Viktor Pracht wrote:
I just downloaded and read the VESA VBE and VBE/AF specs. Basically, the requirements for us is squeezing more functionality into the same 32 KB of ROM.
Note that's there's no need for the ROM to be only 32K. Historically, a VGA ROM was indeed 32K, but the majority of cards on the market today have a larger ROM. Linux 2.6 will tell you in /proc/iomem:
$ grep -i video /proc/iomem 000a0000-000bffff : Video RAM area 000c0000-000cafff : Video ROM
(2.4 always shows 32K -- it just hardcodes that)
Since we already have to invent something to do text mode and less than 32 bpp in Protected Mode, VBE should be pretty easy to add even in ROM (the specs explicitly mention implementing it as TSR too).
A "TSR" as a term only makes sense for DOS though. Certainly for Linux, you do not want (or can, really, without some gross stuff like limiting the memory linux sees and loading a driver into the hidden bit from your bootloader) load a memory resident driver before the OS. It's going to want to be in ROM.
A problem may be that if we want to be _really_ VGA compatible, then the ROM will already be full.
64K (or even 32K) is not all that tiny, certainly not when it is going to be in assembly language which is the most natural fit for a PC BIOS anyway. Bochs, Plex86 and Qemu use:
http://savannah.nongnu.org/projects/vgabios
which is probably a good start.
VBE/AF defines a low-level 2D hardware abstraction layer, which is supposed to be implemented as a portable 32 bit x86 binary driver. Interesting things are only that filling of trapezoids with flat top and bottom is a possible primitive, and a specification about storing the driver on the card's ROM is supposedly in the works. The list of primitives is also a nice check-list for 2D things we should accelerate.
OT: A cool thing I found in the VBE spec is support for 3D liquid crystal shutter glasses. We can have it for free because we already have generic I/O pins :) Does anybody know how those glasses are controlled (pinout, voltage)?

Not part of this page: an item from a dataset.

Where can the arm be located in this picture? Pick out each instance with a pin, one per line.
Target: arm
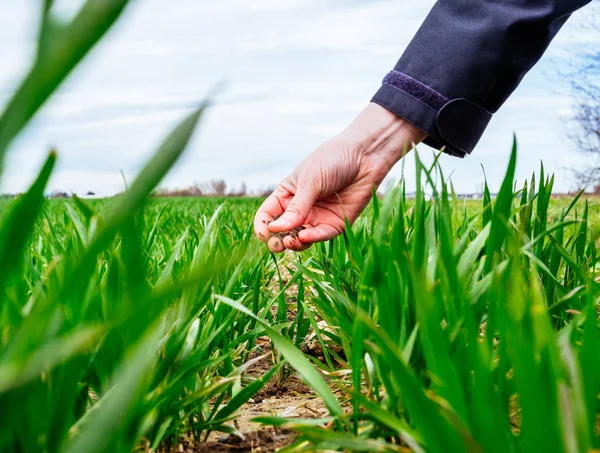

I'd very much advice to keep gunk like that out. It may have been cool back when we were playing Duke Nukem in DOS, but these days, at runtime only X has called into my VGA BIOS for some hardware information (which this card would provide directly, not via a real-mode BIOS) in quite some time.
vesafb you'll probably want to be able to run, but not doing anything special either, since this card will have its own fb driver. vesafb is VBE 2.0.